GlobalTrade Tackled Procurement 2024 Before McKinsey, But Their Suggestions Weren’t that Innovative, Part II

As per Part 1, the doctor ignored this article over on GlobalTrade Magazine on 10 Innovative Approaches to Enhance Procurement Efficiency in 2024 because the approaches weren’t all that innovative, and the article, while professionally written, clearly wasn’t written by a Procurement Professional, as most of the recommendations were so basic even Chat-GPT could likely have produced something equally as good with high probability (gasp!). He’s only covering it because one recommendation had the potential to be the most innovative recommendation of the year (because no one is recommending it) had the author got it right (and approached it the right way).

However, since we covered and analyzed the McKinsey recommendations in great detail in a four-part series over the past two weeks, we will be fair and give GlobalTrade their due. In this two part article, we’ll quickly discuss each recommendation one-by-one to make it clear most of the suggestions really weren’t innovative. In fact, the one recommendation that is innovative wasn’t even described in the one way that makes it innovative. But since it did remind the doctor of one thing many of the recommendation articles were missing, this gives us another reason to cover it and use it as an example of why you need to seek out advice written by the experts, or at least people who live Procurement and/or Procurement Tech day-in-and-day-out.
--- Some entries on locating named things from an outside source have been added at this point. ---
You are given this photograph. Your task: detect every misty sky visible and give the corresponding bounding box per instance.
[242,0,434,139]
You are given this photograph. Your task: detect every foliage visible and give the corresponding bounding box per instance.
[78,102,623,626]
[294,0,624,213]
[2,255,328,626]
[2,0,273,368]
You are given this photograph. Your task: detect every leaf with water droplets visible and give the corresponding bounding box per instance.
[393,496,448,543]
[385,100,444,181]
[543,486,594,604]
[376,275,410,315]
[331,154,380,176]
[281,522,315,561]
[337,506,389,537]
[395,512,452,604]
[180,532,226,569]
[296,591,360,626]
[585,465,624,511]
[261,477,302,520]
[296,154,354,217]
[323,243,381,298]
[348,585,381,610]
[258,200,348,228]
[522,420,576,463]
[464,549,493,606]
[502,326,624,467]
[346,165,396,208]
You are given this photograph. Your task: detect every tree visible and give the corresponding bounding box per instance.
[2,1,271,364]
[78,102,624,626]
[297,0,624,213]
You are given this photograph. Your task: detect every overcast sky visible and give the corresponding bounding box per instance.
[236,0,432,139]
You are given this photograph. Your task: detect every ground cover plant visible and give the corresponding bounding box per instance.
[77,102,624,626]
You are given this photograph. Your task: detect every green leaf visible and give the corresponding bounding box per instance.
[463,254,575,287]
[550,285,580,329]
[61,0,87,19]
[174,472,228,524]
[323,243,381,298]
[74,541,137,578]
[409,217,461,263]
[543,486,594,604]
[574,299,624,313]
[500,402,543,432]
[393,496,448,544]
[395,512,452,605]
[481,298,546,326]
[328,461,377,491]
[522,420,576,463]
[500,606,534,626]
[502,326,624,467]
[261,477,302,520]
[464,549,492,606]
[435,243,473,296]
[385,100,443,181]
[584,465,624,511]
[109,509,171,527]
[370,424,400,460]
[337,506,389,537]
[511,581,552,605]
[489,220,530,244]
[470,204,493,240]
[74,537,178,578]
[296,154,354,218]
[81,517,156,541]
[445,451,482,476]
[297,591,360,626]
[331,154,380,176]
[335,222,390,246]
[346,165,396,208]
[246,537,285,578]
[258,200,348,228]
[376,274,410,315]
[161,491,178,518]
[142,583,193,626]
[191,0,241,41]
6. Use AI to Review Process.

Uhm, NO! Use analytics and automation, not AI! And use traditional process analysis tools to identify where you are spending the most (and possibly too much) time.
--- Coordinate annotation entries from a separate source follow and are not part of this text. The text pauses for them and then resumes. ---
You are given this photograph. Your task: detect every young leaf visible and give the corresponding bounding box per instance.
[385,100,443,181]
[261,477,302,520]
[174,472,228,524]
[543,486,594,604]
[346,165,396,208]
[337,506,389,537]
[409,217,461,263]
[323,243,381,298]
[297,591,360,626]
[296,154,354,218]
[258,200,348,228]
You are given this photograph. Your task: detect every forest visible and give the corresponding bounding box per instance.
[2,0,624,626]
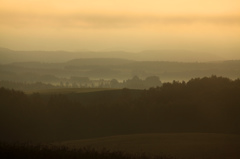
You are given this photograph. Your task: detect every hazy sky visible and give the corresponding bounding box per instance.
[0,0,240,57]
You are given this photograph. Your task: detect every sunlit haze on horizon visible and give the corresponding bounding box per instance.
[0,0,240,59]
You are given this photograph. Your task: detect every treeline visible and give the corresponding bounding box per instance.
[0,76,162,91]
[0,76,240,142]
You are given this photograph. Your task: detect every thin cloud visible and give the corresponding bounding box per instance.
[0,12,240,28]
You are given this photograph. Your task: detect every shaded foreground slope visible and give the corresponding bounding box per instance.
[0,76,240,142]
[56,133,240,159]
[0,143,170,159]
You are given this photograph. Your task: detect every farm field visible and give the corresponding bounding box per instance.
[54,133,240,159]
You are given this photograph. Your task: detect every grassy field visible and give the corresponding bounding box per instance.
[24,88,116,94]
[55,133,240,159]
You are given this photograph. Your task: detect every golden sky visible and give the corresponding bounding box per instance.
[0,0,240,59]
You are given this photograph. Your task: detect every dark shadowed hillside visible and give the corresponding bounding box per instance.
[0,76,240,141]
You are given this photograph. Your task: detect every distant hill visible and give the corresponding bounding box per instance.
[0,48,224,64]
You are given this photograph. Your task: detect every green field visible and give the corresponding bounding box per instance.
[57,133,240,159]
[24,88,116,94]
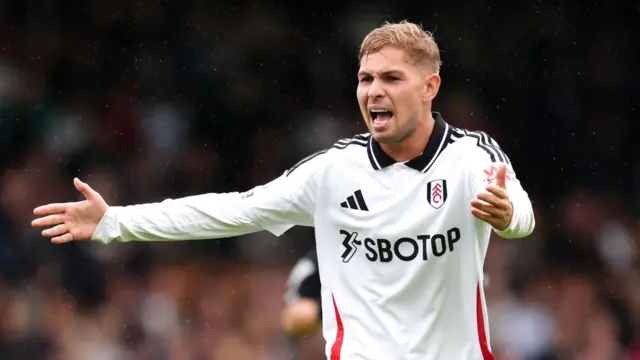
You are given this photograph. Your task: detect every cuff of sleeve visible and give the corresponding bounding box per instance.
[91,206,120,244]
[263,225,293,237]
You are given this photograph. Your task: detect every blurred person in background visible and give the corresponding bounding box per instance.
[282,249,322,338]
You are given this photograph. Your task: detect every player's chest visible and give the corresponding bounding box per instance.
[321,164,468,231]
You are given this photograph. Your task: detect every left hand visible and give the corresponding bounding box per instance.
[471,164,513,231]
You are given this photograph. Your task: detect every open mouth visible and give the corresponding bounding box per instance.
[369,109,393,128]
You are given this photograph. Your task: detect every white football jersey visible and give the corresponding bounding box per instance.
[93,113,535,360]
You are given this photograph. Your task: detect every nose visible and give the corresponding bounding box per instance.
[369,79,384,99]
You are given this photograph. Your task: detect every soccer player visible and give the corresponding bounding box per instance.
[33,22,534,360]
[282,249,322,338]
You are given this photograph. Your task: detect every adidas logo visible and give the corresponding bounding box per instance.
[340,190,369,211]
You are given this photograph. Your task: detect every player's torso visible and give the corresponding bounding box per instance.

7. Try New Inventory Software.

And if everything written to this point wasn’t a dead giveaway this article wasn’t written by a Procurement Pro, this is. First of all, inventory is operation / supply chain & logistics, not Procurement. Secondly, it’s not new inventory software, it’s e-Procurement software that can integrate with the inventory management system to determine if a request should be (re)allocated from inventory or ordered from a nearby supplier (using a pre-approved catalog item). (Heck, the author couldn’t even get the market size increase right — it’s 4.9 Billion according to the linked study, not 4.9 million! And if you’re interested in the Procurement market, Technavio, owned by Infiniti Research, is NOT one of the leading analyst firms in the Procurement Market.)

8. Formalize the Procurement Process.

How non-innovative can you get? Are there any organizations still in business at this point who have Not formalized the process? It’s no longer formalize, it’s SaaS-back and automate as much as possible!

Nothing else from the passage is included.